L’agriculture est sans aucun doute le secteur qui a le plus bénéficié de l'adhésion. Selon les statistiques du ministère de l'Agriculture, en dix ans la Pologne a reçu 29 milliards d'euros dans le cadre de la Politique agricole commune (PAC), dont la moitié sous la forme de paiements directs, ce qui a permis aux revenus des agriculteurs de tripler. La Pologne est devenue le 1er producteur de pommes de l'UE, le deuxième de seigle et le troisième de colza et de betteraves à sucre. Elle occupe également une forte position dans l'exportation de blé, de lait et de viande porcine. Les exportations de produits agricoles ne cessent d'augmenter. Si, en 2003, elles ne représentaient en valeur que 4,1 milliards d'euros, en 2013 elles ont dépassé 20 milliards d'euros. Dans l'ensemble, l'UE reçoit 75% de la production agro-alimentaire polonaise, elle-même en hausse de 30%.

Quelques ombres au tableau

Même si le bilan de cette décennie de présence polonaise au sein de l'UE est donc globalement positif, il reste cependant quelques domaines dans lesquels des progrès restent encore à faire.

C’est le cas dans le secteur des infrastructures, notamment en ce qui concerne le réseau routier et autoroutier.

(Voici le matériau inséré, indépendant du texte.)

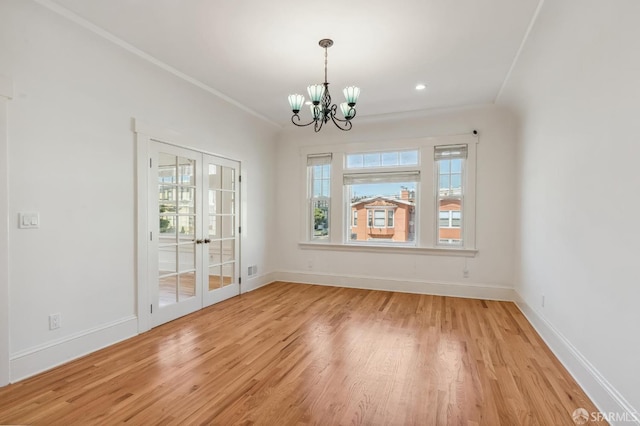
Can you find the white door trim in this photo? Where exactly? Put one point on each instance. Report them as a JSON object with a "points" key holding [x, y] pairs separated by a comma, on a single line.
{"points": [[6, 94], [147, 134]]}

Les aides européennes ont permis de construire plus de 673 km d'autoroutes et de moderniser 868 km de routes express ce qui, à première vue, peut être perçu comme une amélioration compte tenu du fait qu'en 2003 la Pologne ne possédait que 405 km d'autoroutes et 226 km de routes express. Cependant, les experts soulignent que Varsovie dépense cet argent avec parcimonie. De plus, la mauvaise gestion des appels d'offres publics ne prenant jusque récemment en compte qu'un seul critère –le prix– a provoqué une vague de faillites d’entreprises et de sous-traitants locaux auxquels ont été préférées des entreprises chinoises. Qui plus est, il n’est pas rare que ces dernières ne respectent pas les termes des contrats, voire les rompent carrément, laissant les travaux inachevés. Cependant, c'est dans le domaine ferroviaire que les choses vont le plus mal. Polskie Koleje Państwowe (PKP, la SNCF polonaise) n’a utilisé en dix ans que 15% des fonds européens qui lui ont été attribués. Cette inertie se traduit par un état plus que déplorable de l'infrastructure ferroviaire actuelle.

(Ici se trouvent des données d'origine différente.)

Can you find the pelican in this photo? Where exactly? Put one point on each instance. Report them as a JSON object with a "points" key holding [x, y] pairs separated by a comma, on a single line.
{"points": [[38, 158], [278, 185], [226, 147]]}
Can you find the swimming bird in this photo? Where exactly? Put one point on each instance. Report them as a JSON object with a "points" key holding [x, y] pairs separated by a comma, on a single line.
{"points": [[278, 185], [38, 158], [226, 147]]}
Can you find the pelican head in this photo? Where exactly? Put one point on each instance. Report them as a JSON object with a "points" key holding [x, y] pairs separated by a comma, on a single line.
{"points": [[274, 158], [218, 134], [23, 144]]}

De façon générale, l’arrivée des dotations européennes a très souvent été l’occasion de révéler l'incompétence et le manque de professionnalisme des responsables politiques au niveau local, mais aussi national. Le manque d'expérience, la naïveté et parfois aussi la cupidité des fonctionnaires ont conduit au gaspillage de l'argent européen, englouti dans des projets pharaoniques mais parfaitement inutiles tels que les thermes de Lidzbark Warmiński que la presse allemande ont qualifiées de «plus grand échec d'investissement financé par l'UE»[5]

Autre sujet d’inquiétudes, on a assisté à une grande vague d'émigration qui a suivi d'abord l'adhésion à l'UE et ensuite l'ouverture des marchés du travail dans des pays comme le Royaume-Uni ou encore la France. Entre 2004 et 2014, près de 2 millions de personnes ont fait le choix de quitter la Pologne et d'aller chercher une vie meilleure à l'étranger. À titre comparatif, entre 1990 et 2008, seulement 1 million de citoyens polonais ont choisi l'émigration économique. Même si l'argent envoyé dans le pays par ces émigrés a contribué à améliorer considérablement le niveau de vie des familles restées au pays (il s'agit en effet d'environ de 130 milliards de zloty, soit 32,5 milliards d'euros), il ne faut pas négliger le fait que, très souvent, ceux qui partent sont des jeunes fraîchement diplômés des universités (généralement, niveau Master ou Licence). Cette « fuite des cerveaux » est d'autant plus regrettable que ces jeunes diplômés travaillent pour la plupart largement au-dessous de leurs qualifications, en exerçant des métiers manuels ou physiques dans la restauration, le bâtiment ou les services à la personne.

Ces départs mettent aussi en évidence un autre aspect de la transition socio-économique polonaise. Ils témoignent d'une manière assez troublante de l'incapacité des élites politiques à créer un sentiment de sécurité et de confiance quant à l’avenir du pays. Les jeunes gens qui choisissent le départ ne voient pas de perspectives leur permettant d’envisager de construire une vie décente dans leur pays. Malgré tous les progrès qui ont été réalisés, les dirigeants politiques ont jusqu’ici échoué non seulement à endiguer cette hémorragie mais aussi à convaincre les émigrés de rentrer.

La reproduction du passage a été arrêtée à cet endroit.